I did learn some things over again on this shoot. I knew this shoot was coming for some time before hand and I didn’t get my gear ready until the last minute. This should never be the case. I should always think about what I need and have it ready to grab and go when the time comes. The two things needed that were left behind were the Flash Soft Box for Saturday night and the Flash Remote for Sunday. Always be prepared. It’s better to have it and not need it than to need it and not have it.
Typically I shoot RAW + Jpeg so every time I push the shutter release, the camera makes two separate files. This particular shoot was good in the sense that the RAW files worked out. I processed the first image of Saturday and then used Adobe Bridge to batch process the remainder of them using the Previous Conversion command. I did the same thing for the Sunday images. Doing this saved a lot of time. I would open the image and make any necessary adjustments in RAW and then process them in Photoshop with Color Efex Pro 4. ACR (Adobe Camera RAW) is set on my computer to open as 16 bit ProPhoto color space images.
I have a recipe that is my favorite adjustment for these types of images that uses Tonal Contrast and Darken/Lighten Center. I always use the minus button on the skin of women to not add tonal contrast and then set my center point right around the face area of a group.

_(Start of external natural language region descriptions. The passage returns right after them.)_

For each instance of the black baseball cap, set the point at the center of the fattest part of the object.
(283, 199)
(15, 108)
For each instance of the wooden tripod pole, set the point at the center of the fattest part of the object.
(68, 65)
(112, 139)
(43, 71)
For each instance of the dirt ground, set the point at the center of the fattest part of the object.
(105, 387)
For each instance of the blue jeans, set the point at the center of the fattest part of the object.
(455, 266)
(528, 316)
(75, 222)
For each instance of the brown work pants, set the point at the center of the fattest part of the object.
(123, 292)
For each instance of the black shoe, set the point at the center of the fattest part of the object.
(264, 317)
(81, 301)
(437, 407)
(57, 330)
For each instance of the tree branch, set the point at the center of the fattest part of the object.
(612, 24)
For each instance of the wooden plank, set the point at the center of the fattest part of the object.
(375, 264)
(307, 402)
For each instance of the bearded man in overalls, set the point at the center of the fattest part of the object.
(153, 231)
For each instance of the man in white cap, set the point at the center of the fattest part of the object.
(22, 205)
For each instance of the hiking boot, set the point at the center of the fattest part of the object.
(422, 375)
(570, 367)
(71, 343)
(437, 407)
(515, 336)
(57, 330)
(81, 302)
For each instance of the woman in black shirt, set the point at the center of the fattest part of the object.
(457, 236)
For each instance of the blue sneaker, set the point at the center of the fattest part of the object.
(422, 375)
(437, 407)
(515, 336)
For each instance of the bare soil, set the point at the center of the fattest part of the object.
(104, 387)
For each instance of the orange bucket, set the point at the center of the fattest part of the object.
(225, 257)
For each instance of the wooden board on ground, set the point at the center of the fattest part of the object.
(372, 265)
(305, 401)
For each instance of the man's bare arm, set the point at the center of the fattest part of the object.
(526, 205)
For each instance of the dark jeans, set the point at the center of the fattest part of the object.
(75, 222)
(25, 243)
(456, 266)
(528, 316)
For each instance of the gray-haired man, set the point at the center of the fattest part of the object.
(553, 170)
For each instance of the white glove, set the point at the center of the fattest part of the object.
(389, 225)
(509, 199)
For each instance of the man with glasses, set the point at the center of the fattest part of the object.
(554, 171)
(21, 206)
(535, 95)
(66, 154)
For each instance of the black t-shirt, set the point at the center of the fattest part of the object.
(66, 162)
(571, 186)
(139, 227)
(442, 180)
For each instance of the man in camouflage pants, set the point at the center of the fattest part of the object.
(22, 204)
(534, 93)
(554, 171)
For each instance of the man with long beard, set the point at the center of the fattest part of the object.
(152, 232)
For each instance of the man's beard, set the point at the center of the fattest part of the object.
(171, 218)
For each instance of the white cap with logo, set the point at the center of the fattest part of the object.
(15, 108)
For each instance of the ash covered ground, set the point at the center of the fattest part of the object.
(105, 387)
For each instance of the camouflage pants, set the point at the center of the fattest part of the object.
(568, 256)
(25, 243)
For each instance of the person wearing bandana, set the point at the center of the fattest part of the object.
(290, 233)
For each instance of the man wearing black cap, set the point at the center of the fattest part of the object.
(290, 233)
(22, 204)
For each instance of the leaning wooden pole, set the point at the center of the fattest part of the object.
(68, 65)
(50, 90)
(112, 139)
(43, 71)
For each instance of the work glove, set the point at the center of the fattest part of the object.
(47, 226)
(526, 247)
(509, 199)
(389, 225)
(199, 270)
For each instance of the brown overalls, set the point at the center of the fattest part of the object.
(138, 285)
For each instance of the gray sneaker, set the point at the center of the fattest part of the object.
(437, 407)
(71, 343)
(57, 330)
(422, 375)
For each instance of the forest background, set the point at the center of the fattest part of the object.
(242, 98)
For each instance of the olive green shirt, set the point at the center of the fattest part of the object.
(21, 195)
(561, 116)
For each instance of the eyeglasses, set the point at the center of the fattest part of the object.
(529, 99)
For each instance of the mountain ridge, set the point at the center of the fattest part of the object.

After I processed the first image, I set up an action to save two files, one of these files in a folder as a layered .psd file and another in another folder as a finished .jpg. This action also converted the file to 8 bit, convert the image to srgb color space, flatten and close the image after it saved the .jpg image. One other thing done to make this easier is that I assigned a keyboard shortcut so when I finish I press a function key and Photoshop does the rest.